We come with beautiful secrets, we come with purposes written on our hearts, written on our souls. We come to every new morning, with possibilities only we can hold, that only we can hold. I want to add to the beauty, to tell a better story. I want to shine with the light, that’s burning up inside.
Sara Groves, Add to the Beauty
It was in a season of brokenness that I first encountered this song by writer and performer Sara Groves. In my own breaking, the lyrics offered hope that a better story would emerge from my pain, a story where goodness and beauty would overcome sorrow. And it has. It is indeed my continuing story that beauty arises from ashes, joy replaces mourning, and praise takes the place of despair. (Isaiah 61:3) From my own journey, I have come to believe that engaging with beauty is non-negotiable in the healing process. John Eldredge argues that we require exposure to beauty in equal or greater measure to our exposure to evil. We cannot, for example, consume a steady diet of nightly news without balancing our intake with doses of nature or art. We cannot, at least, without consequence to our souls.
When I speak of beauty, I do so with a broad brush. Beauty, as they say, is in the eye of the beholder. Beauty to you might mean the sunrise while fishing on Lake Ozark. Beauty to another might be the sound of a newborn baby’s cry. Most will encounter beauty in some aspect of nature, biology, or creation. Regardless of where one finds it, beauty is essential to healing our souls from the brutality of trauma, loss, and the relentless daily grind of trying to make life work.
Clients show up in my office with their stories of harm, despair, and overwhelming symptoms. They want quick relief and the cure to what ails them. But our work, if it is to be transformational, must aim for more than symptom relief. When I work with clients, I am deeply interested in the possibilities that their stories of distress can hold. The “purposes written on our hearts and souls” must be mined and explored. Many treasures are found in the context of our wounds. We must do more than seek relief. We must listen to the message of our symptoms and the “beautiful secrets” embedded in the wounds they expose.
The counseling process, at its best, will enable a client to look truthfully and compassionately at his own heart. At his own story. It will provide a healing space for engaging the wound, identifying the defenses to authentic intimacy stemming from that wound, and growing the courage to surrender those defenses. The kind of counseling to which God has called me invites a client to grow her glory as it is intended to be expressed–in the fullness, messiness, and beauty of relationship. On adding to the collective beauty, Sara Groves writes:
It comes in small inspirations.
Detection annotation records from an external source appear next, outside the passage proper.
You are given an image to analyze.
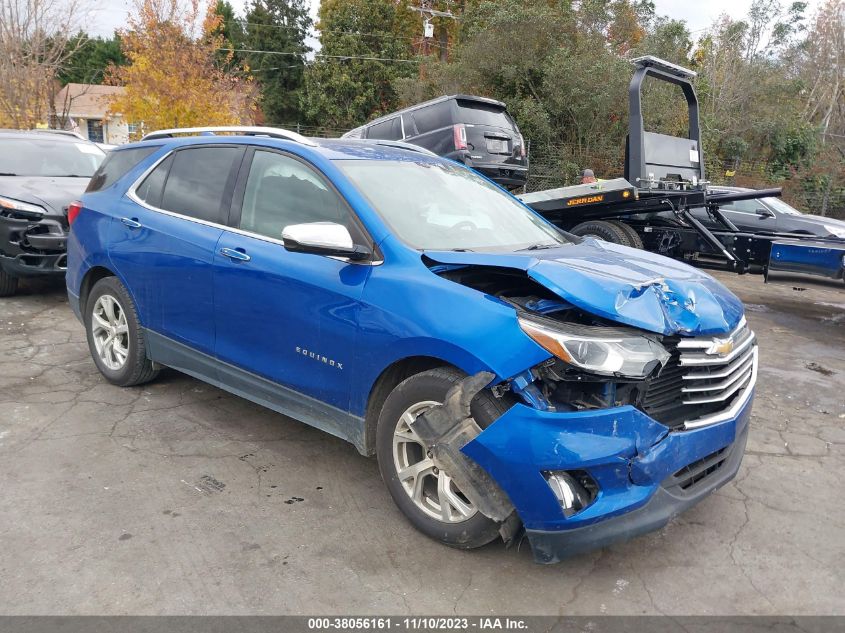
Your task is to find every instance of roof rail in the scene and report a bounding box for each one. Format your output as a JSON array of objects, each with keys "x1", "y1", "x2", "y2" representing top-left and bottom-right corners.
[
  {"x1": 141, "y1": 125, "x2": 317, "y2": 147},
  {"x1": 362, "y1": 138, "x2": 438, "y2": 157},
  {"x1": 631, "y1": 55, "x2": 698, "y2": 78}
]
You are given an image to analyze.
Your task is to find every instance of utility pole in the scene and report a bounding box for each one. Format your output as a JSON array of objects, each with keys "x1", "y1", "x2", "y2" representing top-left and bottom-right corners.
[{"x1": 408, "y1": 0, "x2": 458, "y2": 61}]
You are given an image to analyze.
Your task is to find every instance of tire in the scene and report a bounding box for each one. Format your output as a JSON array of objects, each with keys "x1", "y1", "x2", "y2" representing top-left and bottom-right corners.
[
  {"x1": 0, "y1": 268, "x2": 18, "y2": 297},
  {"x1": 85, "y1": 277, "x2": 158, "y2": 387},
  {"x1": 609, "y1": 220, "x2": 643, "y2": 250},
  {"x1": 376, "y1": 367, "x2": 512, "y2": 549},
  {"x1": 570, "y1": 220, "x2": 631, "y2": 246}
]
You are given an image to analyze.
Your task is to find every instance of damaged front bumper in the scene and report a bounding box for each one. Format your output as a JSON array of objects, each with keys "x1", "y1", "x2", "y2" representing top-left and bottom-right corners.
[
  {"x1": 0, "y1": 211, "x2": 67, "y2": 277},
  {"x1": 461, "y1": 382, "x2": 754, "y2": 563}
]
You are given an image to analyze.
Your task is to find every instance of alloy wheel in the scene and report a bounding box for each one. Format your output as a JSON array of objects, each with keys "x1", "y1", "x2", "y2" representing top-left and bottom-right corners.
[
  {"x1": 91, "y1": 295, "x2": 129, "y2": 371},
  {"x1": 393, "y1": 400, "x2": 478, "y2": 523}
]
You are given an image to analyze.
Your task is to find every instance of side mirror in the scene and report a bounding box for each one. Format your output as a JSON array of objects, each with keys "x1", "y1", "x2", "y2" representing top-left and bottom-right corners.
[{"x1": 282, "y1": 222, "x2": 372, "y2": 261}]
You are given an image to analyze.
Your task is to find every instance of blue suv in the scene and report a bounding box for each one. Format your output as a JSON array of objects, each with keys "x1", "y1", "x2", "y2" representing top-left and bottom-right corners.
[{"x1": 67, "y1": 128, "x2": 757, "y2": 562}]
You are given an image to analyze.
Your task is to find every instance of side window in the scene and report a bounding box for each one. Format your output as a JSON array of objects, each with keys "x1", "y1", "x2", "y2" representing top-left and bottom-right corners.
[
  {"x1": 240, "y1": 150, "x2": 359, "y2": 240},
  {"x1": 135, "y1": 154, "x2": 173, "y2": 207},
  {"x1": 722, "y1": 200, "x2": 763, "y2": 215},
  {"x1": 367, "y1": 116, "x2": 402, "y2": 141},
  {"x1": 402, "y1": 114, "x2": 417, "y2": 138},
  {"x1": 158, "y1": 147, "x2": 243, "y2": 224},
  {"x1": 85, "y1": 145, "x2": 161, "y2": 193},
  {"x1": 411, "y1": 101, "x2": 452, "y2": 134}
]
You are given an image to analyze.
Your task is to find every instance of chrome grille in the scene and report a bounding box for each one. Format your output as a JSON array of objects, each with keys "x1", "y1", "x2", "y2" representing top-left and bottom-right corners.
[
  {"x1": 678, "y1": 318, "x2": 757, "y2": 428},
  {"x1": 638, "y1": 319, "x2": 757, "y2": 429}
]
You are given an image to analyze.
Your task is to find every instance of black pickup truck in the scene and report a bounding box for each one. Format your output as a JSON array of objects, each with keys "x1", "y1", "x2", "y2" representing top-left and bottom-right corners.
[{"x1": 0, "y1": 130, "x2": 105, "y2": 297}]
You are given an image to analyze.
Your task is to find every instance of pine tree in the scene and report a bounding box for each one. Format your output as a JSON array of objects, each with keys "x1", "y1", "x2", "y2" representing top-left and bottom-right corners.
[
  {"x1": 303, "y1": 0, "x2": 421, "y2": 128},
  {"x1": 244, "y1": 0, "x2": 311, "y2": 125}
]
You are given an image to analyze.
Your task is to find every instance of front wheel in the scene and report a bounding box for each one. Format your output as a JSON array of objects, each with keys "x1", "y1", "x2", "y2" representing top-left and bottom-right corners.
[
  {"x1": 376, "y1": 368, "x2": 508, "y2": 549},
  {"x1": 85, "y1": 277, "x2": 158, "y2": 387}
]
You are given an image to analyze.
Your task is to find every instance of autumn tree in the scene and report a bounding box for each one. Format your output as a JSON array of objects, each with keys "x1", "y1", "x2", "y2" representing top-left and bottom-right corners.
[
  {"x1": 0, "y1": 0, "x2": 86, "y2": 128},
  {"x1": 109, "y1": 0, "x2": 253, "y2": 137}
]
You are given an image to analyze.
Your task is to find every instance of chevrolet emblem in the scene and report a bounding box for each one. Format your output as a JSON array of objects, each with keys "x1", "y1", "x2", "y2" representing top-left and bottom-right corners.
[{"x1": 706, "y1": 338, "x2": 734, "y2": 356}]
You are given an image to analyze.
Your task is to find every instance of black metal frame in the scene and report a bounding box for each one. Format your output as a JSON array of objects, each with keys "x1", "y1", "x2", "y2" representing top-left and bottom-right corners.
[{"x1": 520, "y1": 57, "x2": 842, "y2": 282}]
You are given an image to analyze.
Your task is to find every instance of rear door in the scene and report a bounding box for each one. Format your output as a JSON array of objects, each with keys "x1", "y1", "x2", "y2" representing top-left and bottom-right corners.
[
  {"x1": 403, "y1": 101, "x2": 455, "y2": 156},
  {"x1": 214, "y1": 148, "x2": 370, "y2": 414},
  {"x1": 109, "y1": 144, "x2": 244, "y2": 358}
]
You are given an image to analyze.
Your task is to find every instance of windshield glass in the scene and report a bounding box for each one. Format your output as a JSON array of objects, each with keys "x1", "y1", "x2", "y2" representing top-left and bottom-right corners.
[
  {"x1": 0, "y1": 134, "x2": 106, "y2": 178},
  {"x1": 763, "y1": 198, "x2": 801, "y2": 215},
  {"x1": 336, "y1": 160, "x2": 568, "y2": 251}
]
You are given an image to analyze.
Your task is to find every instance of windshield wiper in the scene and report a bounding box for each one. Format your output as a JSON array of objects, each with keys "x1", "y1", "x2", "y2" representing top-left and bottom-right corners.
[{"x1": 517, "y1": 242, "x2": 563, "y2": 251}]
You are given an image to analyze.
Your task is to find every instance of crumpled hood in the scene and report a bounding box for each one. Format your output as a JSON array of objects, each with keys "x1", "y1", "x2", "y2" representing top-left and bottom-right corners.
[
  {"x1": 425, "y1": 238, "x2": 743, "y2": 336},
  {"x1": 0, "y1": 176, "x2": 91, "y2": 215}
]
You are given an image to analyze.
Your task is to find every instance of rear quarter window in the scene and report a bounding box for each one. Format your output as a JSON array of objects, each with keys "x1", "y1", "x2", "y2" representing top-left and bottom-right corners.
[
  {"x1": 85, "y1": 145, "x2": 160, "y2": 193},
  {"x1": 367, "y1": 116, "x2": 402, "y2": 141},
  {"x1": 411, "y1": 101, "x2": 452, "y2": 134}
]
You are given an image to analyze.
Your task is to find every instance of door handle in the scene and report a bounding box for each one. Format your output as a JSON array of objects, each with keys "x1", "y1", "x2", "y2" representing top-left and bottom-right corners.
[{"x1": 220, "y1": 248, "x2": 252, "y2": 262}]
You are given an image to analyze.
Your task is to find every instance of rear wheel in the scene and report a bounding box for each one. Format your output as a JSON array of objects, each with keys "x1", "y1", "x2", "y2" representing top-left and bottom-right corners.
[
  {"x1": 0, "y1": 268, "x2": 18, "y2": 297},
  {"x1": 85, "y1": 277, "x2": 158, "y2": 387},
  {"x1": 570, "y1": 220, "x2": 631, "y2": 246},
  {"x1": 376, "y1": 367, "x2": 509, "y2": 549},
  {"x1": 609, "y1": 220, "x2": 643, "y2": 249}
]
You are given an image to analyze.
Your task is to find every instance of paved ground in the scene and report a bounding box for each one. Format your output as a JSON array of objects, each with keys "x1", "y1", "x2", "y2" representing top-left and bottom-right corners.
[{"x1": 0, "y1": 275, "x2": 845, "y2": 614}]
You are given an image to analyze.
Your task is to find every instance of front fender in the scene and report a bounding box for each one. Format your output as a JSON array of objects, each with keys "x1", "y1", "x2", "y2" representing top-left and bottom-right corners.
[{"x1": 350, "y1": 241, "x2": 550, "y2": 415}]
It brings redemption to life and work. … It comes in loving community. It comes in helping a soul find it’s worth.
Discovering our worth happens in the reflective gaze of another. As Curt Thompson writes, “Every newborn comes into the world looking for someone looking for her.” (The Soul of Shame, p. 52). Parental love assures us that we are valued, treasured, and part of safe community. Ideally, it paves the way for us to believe in a Creator who calls us Beloved. But tragically, we often encounter the gaze of those who would belittle, demean, or ignore our heart cry for loving, secure attachment. We are wounded, most often, in the throes of relationship. And the pain is real, most especially when it is shrouded in shame.
The pain that clients bring into my office must be honored, validated, and soothed. Relief may come, but not in three easy steps. Rather, true rest comes as pain is transformed to joy in the context of relationship. Empathetic interactions prime the human heart to risk the work of growth and transformation. It is through relationship that the freedom to live with a less defended heart begins to emerge. Pain, examined in the context of love, is often the doorway to beauty.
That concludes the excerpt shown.